Tuesday, January 5, 2016

Large Data Sets in Salesforce Apex (a.k.a Why the fuck is this query timing out?)

Topics included included in this post:
This post is for anyone struggling to work with large data sets in Apex, particularly if you're aggregating that information in some way, but some of this can be useful even for returning detailed records. I've spent the last few months creating a Visualforce reporting page that aggregates just about every record created in a selected time period in my client's Salesforce instance.  When I began the project, they were having trouble pulling data for their larger offices even one office at a time, and my goal was to create a page with tabs for various metric categories (revenue, new/lost customers, payroll, survey feedback, lead and marketing spend analysis) and in each tab, pull all offices' (a little more than 200) metrics together for comparison.

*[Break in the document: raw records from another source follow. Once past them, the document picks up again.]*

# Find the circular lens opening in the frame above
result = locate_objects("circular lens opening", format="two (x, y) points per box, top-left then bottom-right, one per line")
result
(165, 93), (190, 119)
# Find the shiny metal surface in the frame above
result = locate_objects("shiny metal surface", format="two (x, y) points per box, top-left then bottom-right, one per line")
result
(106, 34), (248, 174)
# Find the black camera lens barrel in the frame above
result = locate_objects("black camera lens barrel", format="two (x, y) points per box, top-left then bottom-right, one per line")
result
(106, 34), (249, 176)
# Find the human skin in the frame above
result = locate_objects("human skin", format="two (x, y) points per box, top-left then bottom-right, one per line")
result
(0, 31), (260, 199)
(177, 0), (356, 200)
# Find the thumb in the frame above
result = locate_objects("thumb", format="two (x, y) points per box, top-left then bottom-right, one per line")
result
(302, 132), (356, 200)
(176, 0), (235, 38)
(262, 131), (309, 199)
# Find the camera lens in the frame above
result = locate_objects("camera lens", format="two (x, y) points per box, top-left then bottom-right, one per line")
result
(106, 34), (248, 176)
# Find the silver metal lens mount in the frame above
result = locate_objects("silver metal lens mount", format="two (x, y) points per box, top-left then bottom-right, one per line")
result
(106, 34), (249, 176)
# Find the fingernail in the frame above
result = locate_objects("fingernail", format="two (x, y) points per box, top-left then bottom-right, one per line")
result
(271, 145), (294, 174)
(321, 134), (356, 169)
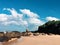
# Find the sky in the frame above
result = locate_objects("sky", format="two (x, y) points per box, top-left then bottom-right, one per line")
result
(0, 0), (60, 31)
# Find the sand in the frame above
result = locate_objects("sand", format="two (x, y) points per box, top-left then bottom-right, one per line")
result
(0, 35), (60, 45)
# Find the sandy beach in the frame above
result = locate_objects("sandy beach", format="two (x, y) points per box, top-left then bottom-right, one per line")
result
(0, 35), (60, 45)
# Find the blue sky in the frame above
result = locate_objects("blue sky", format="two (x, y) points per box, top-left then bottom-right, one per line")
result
(0, 0), (60, 31)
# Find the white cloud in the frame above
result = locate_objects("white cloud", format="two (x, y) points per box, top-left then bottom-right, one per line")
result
(20, 9), (39, 18)
(46, 17), (60, 21)
(0, 8), (44, 30)
(29, 18), (44, 25)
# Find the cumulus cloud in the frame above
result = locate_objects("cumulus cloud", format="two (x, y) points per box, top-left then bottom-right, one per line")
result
(46, 17), (59, 21)
(0, 8), (44, 30)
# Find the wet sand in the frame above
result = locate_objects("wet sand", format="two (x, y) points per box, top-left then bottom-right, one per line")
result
(0, 35), (60, 45)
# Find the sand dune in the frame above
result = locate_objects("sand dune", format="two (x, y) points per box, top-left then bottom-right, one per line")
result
(0, 35), (60, 45)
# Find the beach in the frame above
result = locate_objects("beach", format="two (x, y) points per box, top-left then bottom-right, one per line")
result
(0, 35), (60, 45)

Their business deals in a high volume of relatively small and often recurring transactions with customers.  To give you a rough idea of scale, a single month's worth of revenue data is spread across about 70,000 records, and they were hoping to run a report for a 6 month time span.  Some of the metrics they wanted required analysis deeper than simple sums and averages, notably customer attrition. All of this was further complicated by the fact that they need to group the data by office, and many of those offices are comprised of multiple locations whose metrics need to be rolled up to a parent office.

On to the meat of it.  Few of the tips below for optimization are new, many are best practices or tips that other Salesforce experts have already put out there, but I wanted to compile them together in one place with some additional practical advice on how and when to use them.

Javascript Remoting (if your end goal is Visualforce)

Probably the most obvious piece of advice on this topic.  I won't go into the technical details too much here since there's a wealth of information already out there, but the advantages come from the asynchronous nature of the remote calls to Salesforce (more tips on that below) that mean you can break up your calls to Salesforce into manageable chunks and the fact that you don't have to deal with the Visualforce View State (hooray!).  As awesome as that all sounds, it also means you'll need to be fairly adept at Javascript and you're on your own for generating the UI, no Visualforce tags to automatically render and format everything prettily for you.   
A few good resources:


Test Data

Ideally, you should be building this in a full sandbox. If your requirements are such that you need advice like this to achieve your goals, you have a sound argument for your employer / client as to why they should spend the money paying for one.  If that's not an option, you'll at least want a Developer Pro sandbox with as much test data as possible, but be warned that your page may work beautifully in the sandbox and then crap out when pulling real data in production.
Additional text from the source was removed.